BAB 4 Maaf yang Diridhai Allah

19 2 0
                                    

بِسْمِ اللَّهِ الرَّحْمَنِ الرَّحِيْم

Ayo sholawat dulu!🥰

اللهمْ صَلَّ عَلَى سَيّدِنَا مُحَمَّدِ ، وَعَلَى آلِ سَيِّدِنَا
مُحَمَّدِ
[Allahuma sholi ala Muhammad, wa ala ali Muhammad.]

Alhamdulilah, happy reading!

🕊️

Pagi ini aku menggantikan Ibu untuk beli sayuran dan buah dipasar sebagai bahan berbuka puasa nanti. Namun sial, saat hendak aku membayar, uang yang kubawa ternyata tidak cukup. Aku salah membawa uang. Uang yang a simpan sepertinya salah kubawa sebab uang itu berdekatan dengan uang simpanan yang kupunya. Lalu kalau sudah begini bagaimana? 
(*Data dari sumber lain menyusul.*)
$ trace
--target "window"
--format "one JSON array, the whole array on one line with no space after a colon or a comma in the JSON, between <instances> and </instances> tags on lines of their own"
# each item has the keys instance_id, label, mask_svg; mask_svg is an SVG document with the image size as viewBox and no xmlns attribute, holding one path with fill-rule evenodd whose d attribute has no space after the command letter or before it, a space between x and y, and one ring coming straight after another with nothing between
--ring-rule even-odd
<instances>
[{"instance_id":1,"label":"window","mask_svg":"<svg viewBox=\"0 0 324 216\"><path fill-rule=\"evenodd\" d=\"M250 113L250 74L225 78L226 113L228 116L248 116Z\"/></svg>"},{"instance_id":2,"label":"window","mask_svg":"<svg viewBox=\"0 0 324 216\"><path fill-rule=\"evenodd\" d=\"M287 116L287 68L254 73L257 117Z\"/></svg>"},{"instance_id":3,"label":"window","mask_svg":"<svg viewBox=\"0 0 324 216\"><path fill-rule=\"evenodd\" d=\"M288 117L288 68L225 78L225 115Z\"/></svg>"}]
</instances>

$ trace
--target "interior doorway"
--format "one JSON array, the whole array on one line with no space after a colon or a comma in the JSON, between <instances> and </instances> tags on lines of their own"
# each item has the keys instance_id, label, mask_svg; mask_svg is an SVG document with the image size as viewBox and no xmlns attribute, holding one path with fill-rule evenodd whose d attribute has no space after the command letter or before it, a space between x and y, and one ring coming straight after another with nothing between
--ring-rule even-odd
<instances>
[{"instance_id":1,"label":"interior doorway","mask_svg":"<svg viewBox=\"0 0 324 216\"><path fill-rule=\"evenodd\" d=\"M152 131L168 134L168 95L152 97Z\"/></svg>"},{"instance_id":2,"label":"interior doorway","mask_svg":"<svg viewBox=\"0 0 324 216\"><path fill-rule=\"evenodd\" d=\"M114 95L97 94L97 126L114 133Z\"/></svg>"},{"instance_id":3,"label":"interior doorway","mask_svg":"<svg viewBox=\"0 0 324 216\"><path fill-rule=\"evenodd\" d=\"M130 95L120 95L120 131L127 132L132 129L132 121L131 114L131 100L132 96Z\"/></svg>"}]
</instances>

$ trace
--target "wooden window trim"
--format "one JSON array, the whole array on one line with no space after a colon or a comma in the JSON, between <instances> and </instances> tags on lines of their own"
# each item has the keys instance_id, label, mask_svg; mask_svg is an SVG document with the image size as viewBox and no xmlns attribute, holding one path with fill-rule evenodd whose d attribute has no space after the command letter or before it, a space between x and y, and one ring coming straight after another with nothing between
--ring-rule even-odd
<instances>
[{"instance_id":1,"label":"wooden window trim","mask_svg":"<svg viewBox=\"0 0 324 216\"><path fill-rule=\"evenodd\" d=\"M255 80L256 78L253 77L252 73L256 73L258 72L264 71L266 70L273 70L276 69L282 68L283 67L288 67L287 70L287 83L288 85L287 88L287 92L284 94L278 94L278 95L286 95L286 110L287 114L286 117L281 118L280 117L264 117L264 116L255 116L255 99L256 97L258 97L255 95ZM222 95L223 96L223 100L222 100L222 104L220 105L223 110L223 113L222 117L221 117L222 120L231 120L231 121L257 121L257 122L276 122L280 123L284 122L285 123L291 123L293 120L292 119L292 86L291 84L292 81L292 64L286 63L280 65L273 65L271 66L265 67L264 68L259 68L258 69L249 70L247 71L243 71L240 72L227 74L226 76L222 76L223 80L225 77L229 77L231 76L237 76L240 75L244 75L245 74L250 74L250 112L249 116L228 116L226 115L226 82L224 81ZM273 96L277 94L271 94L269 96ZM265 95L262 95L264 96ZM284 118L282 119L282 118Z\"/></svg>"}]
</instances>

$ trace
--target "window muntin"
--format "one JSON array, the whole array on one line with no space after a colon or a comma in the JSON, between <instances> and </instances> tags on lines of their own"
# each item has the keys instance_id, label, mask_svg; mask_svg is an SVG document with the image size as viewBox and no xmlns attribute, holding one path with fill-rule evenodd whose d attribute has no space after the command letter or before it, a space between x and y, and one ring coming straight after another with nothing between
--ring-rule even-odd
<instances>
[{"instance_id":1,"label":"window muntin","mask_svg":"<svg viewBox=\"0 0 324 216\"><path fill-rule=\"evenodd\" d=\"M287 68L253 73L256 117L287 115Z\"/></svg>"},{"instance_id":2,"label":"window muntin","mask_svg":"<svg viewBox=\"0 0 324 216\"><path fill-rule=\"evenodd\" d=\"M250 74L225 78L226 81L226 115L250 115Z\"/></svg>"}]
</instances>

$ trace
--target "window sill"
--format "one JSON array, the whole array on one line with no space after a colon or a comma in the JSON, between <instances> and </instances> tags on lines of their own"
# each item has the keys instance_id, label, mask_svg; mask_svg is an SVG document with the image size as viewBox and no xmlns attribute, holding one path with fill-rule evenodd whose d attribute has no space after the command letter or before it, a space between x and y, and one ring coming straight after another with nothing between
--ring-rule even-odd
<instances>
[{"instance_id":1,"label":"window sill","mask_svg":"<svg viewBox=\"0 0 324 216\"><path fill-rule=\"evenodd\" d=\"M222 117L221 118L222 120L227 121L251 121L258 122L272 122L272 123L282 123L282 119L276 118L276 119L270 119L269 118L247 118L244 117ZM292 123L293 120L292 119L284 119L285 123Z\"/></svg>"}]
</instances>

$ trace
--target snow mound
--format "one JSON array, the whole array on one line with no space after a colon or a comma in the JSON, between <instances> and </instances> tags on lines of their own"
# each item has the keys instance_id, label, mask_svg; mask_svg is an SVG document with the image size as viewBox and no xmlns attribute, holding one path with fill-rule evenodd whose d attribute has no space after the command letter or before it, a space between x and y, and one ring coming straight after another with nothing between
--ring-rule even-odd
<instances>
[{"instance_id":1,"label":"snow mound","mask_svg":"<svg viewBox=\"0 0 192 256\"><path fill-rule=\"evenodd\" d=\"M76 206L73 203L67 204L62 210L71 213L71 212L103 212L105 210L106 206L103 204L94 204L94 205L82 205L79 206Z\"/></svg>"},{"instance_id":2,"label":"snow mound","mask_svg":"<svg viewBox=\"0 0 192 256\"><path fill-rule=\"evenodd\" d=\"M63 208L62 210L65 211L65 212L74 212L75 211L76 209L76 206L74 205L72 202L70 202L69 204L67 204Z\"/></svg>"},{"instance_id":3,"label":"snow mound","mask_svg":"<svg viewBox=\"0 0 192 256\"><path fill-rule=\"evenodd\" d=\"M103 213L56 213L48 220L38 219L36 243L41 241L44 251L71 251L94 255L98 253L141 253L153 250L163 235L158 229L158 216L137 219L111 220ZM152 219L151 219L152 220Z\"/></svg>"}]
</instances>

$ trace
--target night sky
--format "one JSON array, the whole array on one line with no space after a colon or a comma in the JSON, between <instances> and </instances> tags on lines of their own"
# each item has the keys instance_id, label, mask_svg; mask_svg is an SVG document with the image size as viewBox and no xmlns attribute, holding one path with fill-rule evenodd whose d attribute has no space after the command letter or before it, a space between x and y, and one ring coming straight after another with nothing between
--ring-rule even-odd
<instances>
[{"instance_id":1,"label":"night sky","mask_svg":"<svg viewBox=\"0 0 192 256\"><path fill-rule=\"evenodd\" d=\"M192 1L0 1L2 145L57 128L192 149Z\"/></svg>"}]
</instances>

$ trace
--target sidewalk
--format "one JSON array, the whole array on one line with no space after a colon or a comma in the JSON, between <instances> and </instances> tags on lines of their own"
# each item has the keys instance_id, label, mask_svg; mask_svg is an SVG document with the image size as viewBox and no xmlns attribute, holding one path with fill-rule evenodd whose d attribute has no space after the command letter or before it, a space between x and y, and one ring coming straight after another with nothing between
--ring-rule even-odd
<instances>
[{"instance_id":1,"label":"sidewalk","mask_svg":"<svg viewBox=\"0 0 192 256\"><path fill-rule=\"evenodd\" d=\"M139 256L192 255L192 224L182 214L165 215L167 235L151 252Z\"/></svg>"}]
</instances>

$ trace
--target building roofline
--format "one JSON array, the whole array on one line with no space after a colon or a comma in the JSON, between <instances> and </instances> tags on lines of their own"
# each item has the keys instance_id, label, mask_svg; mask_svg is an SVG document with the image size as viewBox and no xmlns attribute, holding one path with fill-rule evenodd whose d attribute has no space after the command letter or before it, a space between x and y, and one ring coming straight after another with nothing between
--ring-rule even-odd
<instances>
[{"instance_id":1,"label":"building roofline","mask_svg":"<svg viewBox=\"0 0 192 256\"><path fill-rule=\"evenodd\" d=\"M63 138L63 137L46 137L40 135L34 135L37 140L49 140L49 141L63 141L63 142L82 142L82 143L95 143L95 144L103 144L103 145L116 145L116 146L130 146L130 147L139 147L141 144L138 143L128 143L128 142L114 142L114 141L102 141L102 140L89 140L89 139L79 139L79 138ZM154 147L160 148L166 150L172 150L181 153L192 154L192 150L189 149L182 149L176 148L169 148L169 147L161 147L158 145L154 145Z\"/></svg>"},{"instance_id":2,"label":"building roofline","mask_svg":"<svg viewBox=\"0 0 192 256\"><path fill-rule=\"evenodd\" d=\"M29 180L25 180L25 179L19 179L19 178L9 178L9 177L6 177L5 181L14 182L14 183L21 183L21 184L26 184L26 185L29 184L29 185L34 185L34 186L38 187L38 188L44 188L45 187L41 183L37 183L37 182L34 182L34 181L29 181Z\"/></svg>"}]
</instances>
Mau dibatalkan untuk tidak membeli pun, alamat malu. Kalau ngutang dulu? Lebih malu juga. Namun seketika aku terdiam saat suara yang baru-baru ini aku kenal berada di dekatku.

“Ini uangnya, Pak. Sekalian bayar punya temen saya,” Katanya yang dibalas anggukan oleh bapak sayuran itu.

Aku masih mematung, namun di detik berikutnya aku tersadar saat dia berucap. “Saya duluan, ya. Assalamualaikum.”

Kemudian tubuh kecil itu berbalik dengan tangan yang sibuk membawa kantong kresek yang penuh dengan belanjaannya. “Waalaikumsalam warahmatullahi wabarakatuh.” Ucapku saat menyadari bahwa tubuh lelaki itu sudah menjauh.


🕊️


Hari ini adalah hari kedua aku tidak mengajarkan materi pada murid-murid melainkan hanya duduk memantau sekaligus memperhatikan para pemuda yang sedang melaksanakan tugasnya. Aku, Dilla, dan Lucy selalu datang lebih awal dibandingkan dengan Bang Dzul dan para teman-temannya. Kulihat para anak perempuan sepertinya sedang menunggu kami dengan semangat. Wajah-wajah mereka lebih ceria dibandingkan biasanya.

Saat kami datang mendekat, semuanya menyalami kami satu persatu. Hingga saat Dilla mengajaknya anak-anak perempuan itu masih saja berdiri ditempatnya.

“Ayo masuk!”

Tidak ada respon yang kami dapat dari mereka. Sampai suara gemuruh motor besar terdengar membuat mereka saling tubruk sebab kocar-kacir masuk kedalam.

“Giliran diajak sama kita pada gak mau, giliran Cuma denger suara motor cowok aja pada heboh.” Gerutu Dilla kemudian naik ke atas bersama anak-anak lainnya.

“Ih! Jangan tarik kerudung aku!”

“Kamu duluan yang narik baju aku!”

“Bukan aku yang narik baju kamu!”

“Terus siapa? Jelas-jelas kamu yang ada di belakang aku!”

Aku menghampiri dua bocah perempuan yang tengah bertengkar. “Eh, kenapa belum naik? Ayo cepet!”

“Tuh, Kak! Dia narik baju aku! Gimana kalau baju aku sobek?”

“Dibilang bukan aku yang narik bajunya! Dia malah narik kerudung aku!”

“Eh, udah-udah, jangan berantem gini. Sekarang minta maaf,” titahku namun keduanya masih terdiam.